I recently picked up this book by Max Porter which was lying around in the office. I am not usually one to read about death, or grief, or anything too sad, as my own life has had its fair share of sadness and actually, death is one of my pet fears (aren’t we all a bit scared of death?) but I’d been told that it was good so I gave it a shot.
This is Porter’s début, and wow is it an incredible one. The book tells of a Ted Hughes scholar and father of two boys who has recently lost his wife. In his grief-stricken state he becomes obsessed with a crow which represents his grief and his damaged psyche.
Impossible to define as a particular genre, Porter’s book flits between experimental language and poetic prose to show the reader the visceral pain of loss and grief.
In this compact novella Crow is an acerbic, yet strangely sentimental observer and participant in the grief of the young family. He stays with them until they heal and no longer need him.

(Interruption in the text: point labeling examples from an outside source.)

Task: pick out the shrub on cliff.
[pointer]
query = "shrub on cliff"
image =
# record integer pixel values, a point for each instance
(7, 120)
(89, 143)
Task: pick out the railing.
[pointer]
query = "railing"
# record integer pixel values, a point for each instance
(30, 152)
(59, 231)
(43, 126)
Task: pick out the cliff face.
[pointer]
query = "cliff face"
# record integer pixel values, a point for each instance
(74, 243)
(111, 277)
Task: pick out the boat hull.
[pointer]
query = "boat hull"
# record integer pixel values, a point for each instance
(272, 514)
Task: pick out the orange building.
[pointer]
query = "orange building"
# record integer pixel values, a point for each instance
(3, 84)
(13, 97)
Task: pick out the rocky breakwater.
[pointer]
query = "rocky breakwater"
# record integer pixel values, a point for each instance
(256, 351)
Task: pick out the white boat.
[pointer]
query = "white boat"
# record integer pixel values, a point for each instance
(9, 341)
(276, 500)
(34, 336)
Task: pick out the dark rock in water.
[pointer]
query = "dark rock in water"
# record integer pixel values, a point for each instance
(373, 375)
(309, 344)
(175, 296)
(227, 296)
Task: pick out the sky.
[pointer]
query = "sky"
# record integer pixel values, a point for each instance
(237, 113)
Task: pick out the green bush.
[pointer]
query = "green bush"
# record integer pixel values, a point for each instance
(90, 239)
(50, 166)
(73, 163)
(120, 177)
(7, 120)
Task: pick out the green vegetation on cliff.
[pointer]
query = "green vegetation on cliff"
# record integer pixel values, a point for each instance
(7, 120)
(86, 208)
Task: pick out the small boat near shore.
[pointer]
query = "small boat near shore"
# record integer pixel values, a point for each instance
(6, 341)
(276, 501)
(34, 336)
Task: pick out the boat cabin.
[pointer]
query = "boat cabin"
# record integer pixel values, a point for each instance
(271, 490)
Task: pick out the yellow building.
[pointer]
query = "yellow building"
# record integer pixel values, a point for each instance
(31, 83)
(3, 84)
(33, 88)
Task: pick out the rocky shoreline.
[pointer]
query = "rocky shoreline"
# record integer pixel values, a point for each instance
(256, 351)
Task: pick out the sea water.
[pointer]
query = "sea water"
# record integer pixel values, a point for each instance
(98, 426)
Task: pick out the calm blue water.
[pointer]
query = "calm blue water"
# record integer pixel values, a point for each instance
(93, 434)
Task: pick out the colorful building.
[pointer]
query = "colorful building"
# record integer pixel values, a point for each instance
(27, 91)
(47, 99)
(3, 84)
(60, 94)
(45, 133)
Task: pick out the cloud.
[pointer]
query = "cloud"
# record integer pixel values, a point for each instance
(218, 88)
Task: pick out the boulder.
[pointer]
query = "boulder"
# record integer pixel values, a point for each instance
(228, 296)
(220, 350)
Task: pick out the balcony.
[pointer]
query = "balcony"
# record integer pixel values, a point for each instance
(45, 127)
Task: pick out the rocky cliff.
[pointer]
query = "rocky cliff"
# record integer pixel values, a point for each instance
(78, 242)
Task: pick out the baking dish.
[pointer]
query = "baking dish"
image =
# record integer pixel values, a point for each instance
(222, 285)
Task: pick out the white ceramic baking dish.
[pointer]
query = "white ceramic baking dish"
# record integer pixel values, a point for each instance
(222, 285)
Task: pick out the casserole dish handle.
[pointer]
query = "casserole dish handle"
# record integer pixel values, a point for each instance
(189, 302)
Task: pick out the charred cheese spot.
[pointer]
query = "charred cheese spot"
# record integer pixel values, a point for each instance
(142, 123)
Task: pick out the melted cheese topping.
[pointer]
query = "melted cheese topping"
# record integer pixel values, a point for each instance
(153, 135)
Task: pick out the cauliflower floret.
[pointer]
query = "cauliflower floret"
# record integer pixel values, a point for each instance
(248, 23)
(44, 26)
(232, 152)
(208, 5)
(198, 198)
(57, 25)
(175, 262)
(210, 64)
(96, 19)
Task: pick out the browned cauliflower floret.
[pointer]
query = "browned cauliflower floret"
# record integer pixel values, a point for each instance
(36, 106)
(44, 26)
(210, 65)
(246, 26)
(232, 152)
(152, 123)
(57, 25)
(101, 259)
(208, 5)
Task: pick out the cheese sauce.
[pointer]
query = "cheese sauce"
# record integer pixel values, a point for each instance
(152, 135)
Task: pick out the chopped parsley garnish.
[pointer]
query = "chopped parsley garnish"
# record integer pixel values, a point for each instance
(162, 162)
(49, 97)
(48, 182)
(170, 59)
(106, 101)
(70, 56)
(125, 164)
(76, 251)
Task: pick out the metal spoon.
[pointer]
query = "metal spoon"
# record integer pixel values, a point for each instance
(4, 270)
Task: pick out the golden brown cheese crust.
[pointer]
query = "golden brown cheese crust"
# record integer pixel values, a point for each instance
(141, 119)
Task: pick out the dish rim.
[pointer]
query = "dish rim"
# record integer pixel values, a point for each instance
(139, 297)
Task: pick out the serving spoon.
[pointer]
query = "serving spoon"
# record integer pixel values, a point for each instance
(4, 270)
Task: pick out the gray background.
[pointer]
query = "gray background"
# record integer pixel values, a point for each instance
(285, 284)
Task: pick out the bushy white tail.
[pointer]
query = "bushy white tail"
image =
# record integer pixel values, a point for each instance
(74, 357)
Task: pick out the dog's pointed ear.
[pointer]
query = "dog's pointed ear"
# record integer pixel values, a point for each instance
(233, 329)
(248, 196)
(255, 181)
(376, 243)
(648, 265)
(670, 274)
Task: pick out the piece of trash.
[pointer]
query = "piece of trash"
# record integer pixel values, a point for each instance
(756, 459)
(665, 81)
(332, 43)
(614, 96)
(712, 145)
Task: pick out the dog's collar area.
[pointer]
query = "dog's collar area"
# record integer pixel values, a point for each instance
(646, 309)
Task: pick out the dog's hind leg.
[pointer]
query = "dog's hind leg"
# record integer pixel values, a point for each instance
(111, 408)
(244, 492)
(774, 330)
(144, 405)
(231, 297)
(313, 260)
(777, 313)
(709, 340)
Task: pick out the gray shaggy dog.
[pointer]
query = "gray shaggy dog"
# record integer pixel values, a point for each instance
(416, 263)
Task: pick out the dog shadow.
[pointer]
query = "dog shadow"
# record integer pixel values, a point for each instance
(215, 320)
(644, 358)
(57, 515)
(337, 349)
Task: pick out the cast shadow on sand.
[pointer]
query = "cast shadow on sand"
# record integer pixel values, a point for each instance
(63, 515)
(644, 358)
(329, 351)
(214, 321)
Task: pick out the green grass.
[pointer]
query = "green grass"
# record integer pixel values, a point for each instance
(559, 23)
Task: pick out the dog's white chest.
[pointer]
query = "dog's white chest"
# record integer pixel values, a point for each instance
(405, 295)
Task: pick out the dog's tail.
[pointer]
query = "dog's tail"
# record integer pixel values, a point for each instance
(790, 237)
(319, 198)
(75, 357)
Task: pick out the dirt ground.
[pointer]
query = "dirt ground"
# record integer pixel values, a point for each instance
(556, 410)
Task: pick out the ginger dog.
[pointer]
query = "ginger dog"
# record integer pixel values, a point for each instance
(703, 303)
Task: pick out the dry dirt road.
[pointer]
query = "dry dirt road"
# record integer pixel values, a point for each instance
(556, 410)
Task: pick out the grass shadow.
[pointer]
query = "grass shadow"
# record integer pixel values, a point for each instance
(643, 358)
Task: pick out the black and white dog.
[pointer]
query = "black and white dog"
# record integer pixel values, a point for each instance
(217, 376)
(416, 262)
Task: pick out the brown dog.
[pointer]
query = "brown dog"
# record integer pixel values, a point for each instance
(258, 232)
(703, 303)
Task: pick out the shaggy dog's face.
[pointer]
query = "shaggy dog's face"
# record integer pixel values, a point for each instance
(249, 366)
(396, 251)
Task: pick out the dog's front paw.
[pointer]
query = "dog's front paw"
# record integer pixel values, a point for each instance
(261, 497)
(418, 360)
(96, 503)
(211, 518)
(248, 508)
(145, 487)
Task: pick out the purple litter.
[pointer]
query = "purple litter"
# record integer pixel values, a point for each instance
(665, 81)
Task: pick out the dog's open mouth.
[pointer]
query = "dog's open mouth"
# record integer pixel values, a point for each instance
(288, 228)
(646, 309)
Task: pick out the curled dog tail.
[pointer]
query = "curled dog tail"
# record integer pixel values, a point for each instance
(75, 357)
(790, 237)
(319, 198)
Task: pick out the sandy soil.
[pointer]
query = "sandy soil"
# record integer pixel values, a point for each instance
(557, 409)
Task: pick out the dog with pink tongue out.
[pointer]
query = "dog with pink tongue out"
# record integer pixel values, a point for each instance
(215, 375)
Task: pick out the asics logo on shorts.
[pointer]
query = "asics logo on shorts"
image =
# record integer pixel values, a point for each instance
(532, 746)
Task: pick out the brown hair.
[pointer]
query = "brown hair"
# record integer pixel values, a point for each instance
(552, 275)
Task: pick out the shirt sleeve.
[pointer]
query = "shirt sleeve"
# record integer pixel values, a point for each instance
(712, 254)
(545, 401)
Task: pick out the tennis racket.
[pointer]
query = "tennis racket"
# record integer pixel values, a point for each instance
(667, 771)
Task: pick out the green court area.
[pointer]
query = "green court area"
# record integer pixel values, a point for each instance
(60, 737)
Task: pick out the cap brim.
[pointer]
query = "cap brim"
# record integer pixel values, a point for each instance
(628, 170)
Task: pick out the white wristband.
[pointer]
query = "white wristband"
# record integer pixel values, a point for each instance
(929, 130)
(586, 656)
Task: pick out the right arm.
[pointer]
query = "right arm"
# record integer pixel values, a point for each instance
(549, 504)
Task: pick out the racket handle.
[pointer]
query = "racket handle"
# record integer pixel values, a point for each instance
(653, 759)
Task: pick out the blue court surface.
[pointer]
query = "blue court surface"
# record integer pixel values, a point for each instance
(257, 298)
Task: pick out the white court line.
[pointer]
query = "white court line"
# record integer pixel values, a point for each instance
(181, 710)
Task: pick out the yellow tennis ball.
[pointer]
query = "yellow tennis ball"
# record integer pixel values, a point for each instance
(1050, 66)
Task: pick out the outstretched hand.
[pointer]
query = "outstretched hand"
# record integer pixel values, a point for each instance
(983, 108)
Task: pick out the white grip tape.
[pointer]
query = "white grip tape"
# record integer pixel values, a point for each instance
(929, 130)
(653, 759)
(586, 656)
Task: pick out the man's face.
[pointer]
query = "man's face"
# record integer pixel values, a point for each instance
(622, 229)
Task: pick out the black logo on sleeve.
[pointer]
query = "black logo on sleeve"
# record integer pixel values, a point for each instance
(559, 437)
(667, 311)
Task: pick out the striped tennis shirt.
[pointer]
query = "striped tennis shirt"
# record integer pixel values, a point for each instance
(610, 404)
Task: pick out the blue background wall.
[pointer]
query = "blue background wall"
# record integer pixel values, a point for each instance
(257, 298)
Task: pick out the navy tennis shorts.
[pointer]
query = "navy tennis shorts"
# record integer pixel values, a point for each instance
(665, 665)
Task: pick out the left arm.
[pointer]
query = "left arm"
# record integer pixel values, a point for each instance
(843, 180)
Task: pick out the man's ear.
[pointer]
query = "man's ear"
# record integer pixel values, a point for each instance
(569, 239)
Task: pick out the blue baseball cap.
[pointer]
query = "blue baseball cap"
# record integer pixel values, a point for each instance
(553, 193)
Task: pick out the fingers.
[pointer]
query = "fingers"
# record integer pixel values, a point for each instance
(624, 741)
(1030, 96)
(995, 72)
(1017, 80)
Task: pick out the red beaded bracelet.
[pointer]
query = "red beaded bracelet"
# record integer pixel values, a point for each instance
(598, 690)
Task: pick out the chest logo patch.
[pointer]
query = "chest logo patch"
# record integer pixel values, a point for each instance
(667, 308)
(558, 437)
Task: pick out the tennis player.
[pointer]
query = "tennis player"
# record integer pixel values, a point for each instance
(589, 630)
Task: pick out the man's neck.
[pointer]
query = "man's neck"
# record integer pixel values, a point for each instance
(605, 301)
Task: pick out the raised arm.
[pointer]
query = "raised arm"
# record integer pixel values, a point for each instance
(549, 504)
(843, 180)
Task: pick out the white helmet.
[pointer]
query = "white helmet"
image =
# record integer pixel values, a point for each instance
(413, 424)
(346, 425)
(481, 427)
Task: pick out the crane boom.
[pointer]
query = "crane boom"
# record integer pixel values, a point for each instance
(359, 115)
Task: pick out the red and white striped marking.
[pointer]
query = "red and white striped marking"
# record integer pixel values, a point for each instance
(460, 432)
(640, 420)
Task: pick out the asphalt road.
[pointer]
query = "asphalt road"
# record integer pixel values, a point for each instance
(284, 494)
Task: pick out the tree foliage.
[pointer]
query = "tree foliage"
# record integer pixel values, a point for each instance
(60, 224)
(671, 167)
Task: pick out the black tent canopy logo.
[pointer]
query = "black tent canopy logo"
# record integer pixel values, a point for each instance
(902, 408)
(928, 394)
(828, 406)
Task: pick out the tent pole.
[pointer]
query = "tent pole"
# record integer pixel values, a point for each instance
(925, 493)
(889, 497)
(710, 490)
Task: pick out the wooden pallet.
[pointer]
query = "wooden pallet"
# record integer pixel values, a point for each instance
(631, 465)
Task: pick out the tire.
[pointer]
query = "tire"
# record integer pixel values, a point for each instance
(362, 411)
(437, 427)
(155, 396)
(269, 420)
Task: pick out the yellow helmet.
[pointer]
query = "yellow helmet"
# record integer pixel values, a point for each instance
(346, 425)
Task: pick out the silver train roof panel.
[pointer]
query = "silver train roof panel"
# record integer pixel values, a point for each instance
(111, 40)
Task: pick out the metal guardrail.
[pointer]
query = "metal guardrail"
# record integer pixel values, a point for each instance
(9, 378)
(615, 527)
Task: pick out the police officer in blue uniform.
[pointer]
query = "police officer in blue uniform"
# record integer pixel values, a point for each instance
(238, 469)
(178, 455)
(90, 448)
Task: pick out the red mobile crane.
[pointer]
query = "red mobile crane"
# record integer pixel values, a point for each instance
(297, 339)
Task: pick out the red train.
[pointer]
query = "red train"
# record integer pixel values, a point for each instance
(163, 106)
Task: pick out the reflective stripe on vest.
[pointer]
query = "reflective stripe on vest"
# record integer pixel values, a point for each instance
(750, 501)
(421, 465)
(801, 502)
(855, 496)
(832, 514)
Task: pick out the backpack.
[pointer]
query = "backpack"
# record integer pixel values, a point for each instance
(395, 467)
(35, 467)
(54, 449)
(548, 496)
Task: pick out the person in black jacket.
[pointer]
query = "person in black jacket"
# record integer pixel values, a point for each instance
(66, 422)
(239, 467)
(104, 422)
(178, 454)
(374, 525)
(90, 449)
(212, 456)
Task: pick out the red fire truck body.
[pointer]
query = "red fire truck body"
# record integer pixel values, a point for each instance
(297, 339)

Porter’s polyphonic narrative is peculiar yet enchanting. It is darkly comic, searingly beautiful and painfuly true to the realities of losing someone you love.
One of my favourite lines in the whole book is: “Everybody passing could comprehend how much I miss her. How physical my missing is.”
I loved this bizarre little book, and it also has inspired me to seek more of Ted Hughes’ work. In particular I love the name of the cover illustrator: Eleanor Crow. How appropriate.